You commiserate with Cousin-Brother-in-Law, confident Nyasha must have dragged him to your hopeless country in the first place. Aversion to your cousin’s stubbornness grows. You chew your eggs, the longing you quietly harbour to leave the house, the country, the continent burgeoning in your heart as you suspect it does also in Cousin-Brother-in-Law’s. You want to be part of a stable, prosperous nation like his. Each mouthful of breakfast takes too long to chew, because you do not have enough saliva.
“You want to be away from your children. This makes it all convenient,” Leon says softly. “You will let me go, so you do not have them. Pretending that you are doing something here with this nothing, these workshops and these egotistical young women.”

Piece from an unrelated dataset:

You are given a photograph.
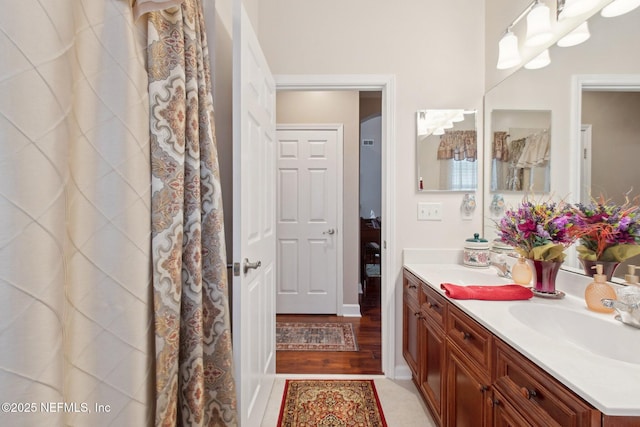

Nyasha takes her hands away from her eyes. She looks as though she is going to cry as a result of her old, youthful rage coming back or, if not that, because the last of her energy has been devoured and she is broken.
“Capital is about scale,” goes on Cousin-Brother-in-Law. “Women like you just haven’t got it. Scale. Because no one wants you to have it. They have to make sure you never do! They don’t want women like that. They want women the way they are now, just something with a shelf life, that ages. Can’t you see there’s nothing about women to interest any kind of capital unless it’s solutions for aging? Botox, liposuction. That’s at one end of the scale. At the other end, all they have to do is keep you being women. Like Mai Taka. The scale of the billionaire or the scale of numbers. Not the scale of Nyasha or Tambudzai,” Cousin-Brother-in-Law says coldly.